I think, or rather, I HOPE I’m just having the Monday morning flub-ups. I mean, I woke up this morning a bit nervous and/or anxious knowing that tomorrow is my second consult. So with that in mind, I left the house forgetting to do a lot of things. I didn’t finish doing my hair, I forgot to put deoderant on, or my perfume, and I forgot to put my watch on. Is my mind elsewhere or is it because it’s Monday?
I get to work and at about 9am I receive a phone call from the dentists reminding me about my appointment tomorrow. UMMMM HIGHLY doubt I forgot! LOL… told her I didn’t forget and then hung up with the biggest lump in my throat and stomach twisting feeling. Sorta glad it’s at 10am so I don’t have to suffer the full day.

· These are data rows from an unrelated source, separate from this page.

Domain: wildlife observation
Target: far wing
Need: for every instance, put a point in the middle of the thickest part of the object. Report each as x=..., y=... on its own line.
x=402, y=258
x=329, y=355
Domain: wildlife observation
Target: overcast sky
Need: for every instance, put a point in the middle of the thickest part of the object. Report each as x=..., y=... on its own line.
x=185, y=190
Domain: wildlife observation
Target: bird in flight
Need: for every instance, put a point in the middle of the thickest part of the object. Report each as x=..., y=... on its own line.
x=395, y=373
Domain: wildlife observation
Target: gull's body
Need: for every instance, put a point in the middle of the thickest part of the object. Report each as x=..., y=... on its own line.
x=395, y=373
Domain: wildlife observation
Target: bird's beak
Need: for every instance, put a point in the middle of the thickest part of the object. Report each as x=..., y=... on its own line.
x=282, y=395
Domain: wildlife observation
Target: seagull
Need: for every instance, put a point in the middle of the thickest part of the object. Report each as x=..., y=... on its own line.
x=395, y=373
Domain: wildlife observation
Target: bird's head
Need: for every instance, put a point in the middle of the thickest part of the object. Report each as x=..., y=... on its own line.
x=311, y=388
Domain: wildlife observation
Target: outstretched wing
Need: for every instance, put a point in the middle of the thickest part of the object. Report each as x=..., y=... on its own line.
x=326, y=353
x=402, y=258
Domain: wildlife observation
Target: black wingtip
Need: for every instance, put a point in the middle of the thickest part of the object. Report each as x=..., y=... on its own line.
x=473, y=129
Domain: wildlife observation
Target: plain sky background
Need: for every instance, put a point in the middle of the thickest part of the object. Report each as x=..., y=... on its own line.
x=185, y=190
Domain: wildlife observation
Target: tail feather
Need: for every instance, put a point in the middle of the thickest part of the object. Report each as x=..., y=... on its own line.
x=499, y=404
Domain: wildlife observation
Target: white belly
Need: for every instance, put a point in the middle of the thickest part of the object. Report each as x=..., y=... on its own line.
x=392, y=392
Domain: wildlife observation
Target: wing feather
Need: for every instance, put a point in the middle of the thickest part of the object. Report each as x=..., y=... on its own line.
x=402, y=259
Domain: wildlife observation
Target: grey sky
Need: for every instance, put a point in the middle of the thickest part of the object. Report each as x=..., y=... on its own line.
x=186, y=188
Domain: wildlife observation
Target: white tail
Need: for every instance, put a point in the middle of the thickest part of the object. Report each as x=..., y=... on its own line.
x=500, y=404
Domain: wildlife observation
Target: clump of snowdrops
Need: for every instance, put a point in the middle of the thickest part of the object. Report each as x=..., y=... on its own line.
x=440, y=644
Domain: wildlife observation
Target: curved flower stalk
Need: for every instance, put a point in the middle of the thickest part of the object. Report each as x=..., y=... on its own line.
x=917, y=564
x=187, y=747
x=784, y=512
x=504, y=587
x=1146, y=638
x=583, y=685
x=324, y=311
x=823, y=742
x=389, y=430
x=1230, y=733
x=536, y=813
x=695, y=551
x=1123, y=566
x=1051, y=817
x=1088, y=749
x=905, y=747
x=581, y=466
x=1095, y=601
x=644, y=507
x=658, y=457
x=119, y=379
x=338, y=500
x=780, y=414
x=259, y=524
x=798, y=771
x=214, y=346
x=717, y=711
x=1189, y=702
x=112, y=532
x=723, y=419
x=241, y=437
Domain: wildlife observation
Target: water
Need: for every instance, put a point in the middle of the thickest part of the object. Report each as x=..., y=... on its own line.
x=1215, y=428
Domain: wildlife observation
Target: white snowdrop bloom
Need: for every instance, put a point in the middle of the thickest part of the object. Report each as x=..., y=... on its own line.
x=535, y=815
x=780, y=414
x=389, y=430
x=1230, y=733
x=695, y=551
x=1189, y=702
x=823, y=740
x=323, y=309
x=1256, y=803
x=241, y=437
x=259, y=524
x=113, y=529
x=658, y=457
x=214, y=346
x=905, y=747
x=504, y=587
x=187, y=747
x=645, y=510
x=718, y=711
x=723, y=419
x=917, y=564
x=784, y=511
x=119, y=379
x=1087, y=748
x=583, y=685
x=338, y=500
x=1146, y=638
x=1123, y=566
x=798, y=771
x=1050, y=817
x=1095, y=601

Now I got to thinking about implants. I know that they are rather expensive but “what if” I did get them? Here’s my dilemma. I had my belly button pierced back in February using the surgical steel post. Unfortunately the piercing migrated and then rejected so I was told to try again using titanium. It’s lighter and about 90% better chance of NOT rejecting. So I waited about 5 weeks for the first one to heal then got the second one. I have to say it was a lot less painful, seemed to have “healed” a bit quicker but it STILL migrated and rejected. So now I’m thinking that with implants… will my body reject the implants too, even IF they were titanium? I’m sick inside worrying about all sorts of things. I know, one day at a time, one appointment at a time. But I still can’t help but worry.